Failure on document_parsing_exception - dot_product similarity on dense_vector index field

ORipalta · November 8, 2023, 2:45pm

I'm trying to use dot-plot similarity on Elasticsearch. But after creating the index, the data/rows fail to load due to document_parsing_exception.

The error message that is being returned is failed to parse: The [dot_product] similarity can only be used with unit-length vectors..

Not sure why this is happening, I've double checked the dimensions and attempted to cast each vector point as float16 and float32 but still won't work. For reference this is how one of my vector points looks like: -0.29541016

The model I'm using to create the embeddings is msmarco-distilbert-base-dot-prod-v3 and I am running my code in Python.

This is the index I currently have.

index_mapping = {
    "properties": {
        "title": {
            "type": "text"
        },
        "abstract": {
            "type": "text"
        },
        "doc_len": {
            "type": "long"
        },
        "vector": {
            "type": "dense_vector",
            "dims": 768,
            "index": True,
            "similarity": "dot_product"
        }
    }
}

Any help will be greatly appreciated.

Carlos_D · November 8, 2023, 3:19pm

Hi @ORipalta !

For using dot_product similarity, all your vectors must be of unit length (see dense_vector parameters):

When element_type is float , all vectors must be unit length, including both document and query vectors.

You're probably missing normalization for your vectors.
In case you don't have normalized vectors, you can use cosine similarity, which will be less efficient.

ORipalta · November 8, 2023, 4:59pm

Thank you Carlos for your response!

I'm a bit new to embeddings so I just want to ask some followup questions if that's okay.

What does exactly mean "of unit length"?

I've also read the normalisation article which was very useful.
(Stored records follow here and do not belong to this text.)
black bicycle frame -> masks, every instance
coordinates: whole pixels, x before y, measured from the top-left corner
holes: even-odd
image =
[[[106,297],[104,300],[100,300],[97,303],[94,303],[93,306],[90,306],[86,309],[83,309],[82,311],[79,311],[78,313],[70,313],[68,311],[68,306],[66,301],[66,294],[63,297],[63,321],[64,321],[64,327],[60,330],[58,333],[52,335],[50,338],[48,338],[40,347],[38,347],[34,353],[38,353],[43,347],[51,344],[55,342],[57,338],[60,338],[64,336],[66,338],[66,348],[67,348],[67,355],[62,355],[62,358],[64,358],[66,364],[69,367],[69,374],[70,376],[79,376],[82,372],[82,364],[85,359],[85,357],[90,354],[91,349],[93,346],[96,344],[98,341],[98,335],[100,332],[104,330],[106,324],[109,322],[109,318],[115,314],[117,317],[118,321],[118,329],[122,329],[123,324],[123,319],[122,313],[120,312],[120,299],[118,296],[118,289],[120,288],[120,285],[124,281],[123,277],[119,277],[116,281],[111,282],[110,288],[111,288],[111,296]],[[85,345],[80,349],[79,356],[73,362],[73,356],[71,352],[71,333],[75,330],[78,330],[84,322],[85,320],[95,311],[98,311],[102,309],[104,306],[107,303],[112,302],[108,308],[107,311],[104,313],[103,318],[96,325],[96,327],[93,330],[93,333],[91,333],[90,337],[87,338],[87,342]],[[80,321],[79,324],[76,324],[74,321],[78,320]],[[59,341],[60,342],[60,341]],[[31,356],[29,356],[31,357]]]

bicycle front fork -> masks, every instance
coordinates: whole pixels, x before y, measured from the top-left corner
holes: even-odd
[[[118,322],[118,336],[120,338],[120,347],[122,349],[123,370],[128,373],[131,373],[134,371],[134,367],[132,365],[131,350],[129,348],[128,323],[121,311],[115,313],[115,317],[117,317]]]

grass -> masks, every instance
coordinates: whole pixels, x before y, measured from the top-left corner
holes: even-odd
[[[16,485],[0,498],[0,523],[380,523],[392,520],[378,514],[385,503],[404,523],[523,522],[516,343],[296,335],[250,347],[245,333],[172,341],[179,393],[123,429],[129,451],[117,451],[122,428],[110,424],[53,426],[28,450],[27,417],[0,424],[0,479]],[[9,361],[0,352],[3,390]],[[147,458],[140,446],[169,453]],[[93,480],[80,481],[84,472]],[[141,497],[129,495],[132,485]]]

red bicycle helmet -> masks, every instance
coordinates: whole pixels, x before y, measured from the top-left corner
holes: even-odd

The idea that I'm getting is that I have to normalise every single vector point inside the vector array using:

magnitude = magnitude(vector array)

for each single vector point in the vector array:
    single vector = single vector / magnitude

Carlos_D · November 8, 2023, 5:58pm

"of unit length" means the magnitude for each vector is 1. That's the end result of normalization - every vector will have magnitude 1.

The process you mention for normalization is the one you should take.
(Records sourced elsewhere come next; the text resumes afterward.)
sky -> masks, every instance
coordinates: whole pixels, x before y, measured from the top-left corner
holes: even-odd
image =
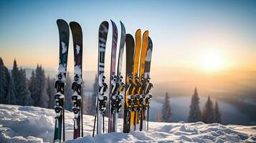
[[[56,21],[80,24],[83,67],[97,70],[98,27],[113,19],[126,33],[149,31],[151,68],[158,79],[174,71],[218,73],[256,71],[256,1],[0,1],[0,57],[11,68],[57,70],[59,36]],[[106,59],[110,58],[110,24]],[[73,65],[72,36],[69,67]],[[119,45],[119,44],[118,44]],[[106,63],[110,66],[110,63]],[[109,65],[109,66],[108,66]],[[108,68],[107,68],[108,69]],[[174,76],[173,79],[176,79]]]

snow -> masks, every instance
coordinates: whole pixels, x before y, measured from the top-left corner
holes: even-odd
[[[66,46],[66,44],[64,41],[62,41],[62,53],[64,54],[67,51],[67,46]]]
[[[0,142],[52,142],[55,113],[53,109],[0,104]],[[149,122],[149,131],[118,132],[92,137],[93,116],[84,116],[83,138],[72,140],[74,114],[65,112],[66,142],[256,142],[256,126],[206,124],[203,122]],[[105,125],[108,119],[105,118]],[[107,128],[105,127],[107,131]],[[69,139],[69,140],[67,140]]]
[[[75,49],[76,49],[76,53],[77,54],[79,54],[79,53],[80,52],[80,46],[79,45],[75,45]]]

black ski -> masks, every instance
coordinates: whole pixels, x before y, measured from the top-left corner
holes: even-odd
[[[58,19],[57,24],[60,36],[60,59],[57,79],[55,82],[57,93],[54,95],[56,113],[54,142],[60,142],[62,127],[63,126],[63,141],[65,141],[65,89],[66,84],[68,44],[70,40],[70,28],[66,21]]]
[[[97,134],[104,132],[104,114],[106,109],[105,104],[108,97],[105,92],[108,88],[107,84],[105,83],[104,69],[105,69],[105,53],[106,42],[108,32],[108,22],[103,21],[100,24],[99,28],[99,43],[98,43],[98,96],[97,96],[97,108],[95,112],[93,133],[95,129],[95,122],[97,117]]]
[[[72,111],[74,112],[74,134],[73,138],[80,137],[82,132],[83,136],[82,127],[82,34],[80,24],[77,22],[70,22],[70,26],[73,37],[74,47],[74,82],[72,89],[74,94],[72,96],[73,101]],[[82,130],[81,130],[82,128]]]
[[[131,128],[131,112],[132,100],[129,98],[130,90],[133,89],[133,56],[135,42],[133,36],[127,34],[125,36],[126,46],[126,71],[125,71],[125,88],[124,100],[124,113],[123,113],[123,132],[128,133]]]
[[[144,96],[144,105],[143,105],[143,130],[146,130],[146,121],[147,121],[146,129],[148,130],[148,116],[149,116],[149,104],[152,99],[152,94],[150,94],[150,89],[153,87],[153,84],[150,82],[150,68],[151,64],[151,56],[153,50],[153,43],[151,39],[148,36],[148,45],[147,54],[146,56],[145,61],[145,73],[144,78],[146,82],[146,87],[143,91]]]
[[[115,57],[116,47],[118,44],[118,28],[114,21],[111,20],[113,27],[112,35],[112,49],[111,49],[111,62],[110,62],[110,94],[109,94],[109,117],[108,117],[108,132],[112,132],[113,130],[113,118],[115,114],[116,99],[118,97],[116,96],[117,90],[117,79],[115,76]]]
Keep in mind that you can use cosine similarity without the need for normalizing your vectors. That might be good for a first approach, and you'll skip the normalization process.

Thijsvdp · November 8, 2023, 11:10pm

It is important to note though that if you are able to do vector normalization during the preprocessing steps it is preferable. As per documentation cosine similarity is slower than dot-product, because cosine similarity normalizes the vectors on the fly.

ORipalta · November 13, 2023, 9:58pm

Does it matter what similarity method do you use? I've read that some models are specifically trained with cosine and others with dot-plot. Therefore, is it safe to assume that one should be using the respective similarity method for optimal results?

On top of this I've also read this in a blog:

Blockquote Also, models tuned for cosine-similarity will prefer the retrieval of short documents, while models tuned for dot-product will prefer the retrieval of longer documents.

Is this something that holds true across all or most models?

system · December 11, 2023, 9:59pm

This topic was automatically closed 28 days after the last reply. New replies are no longer allowed.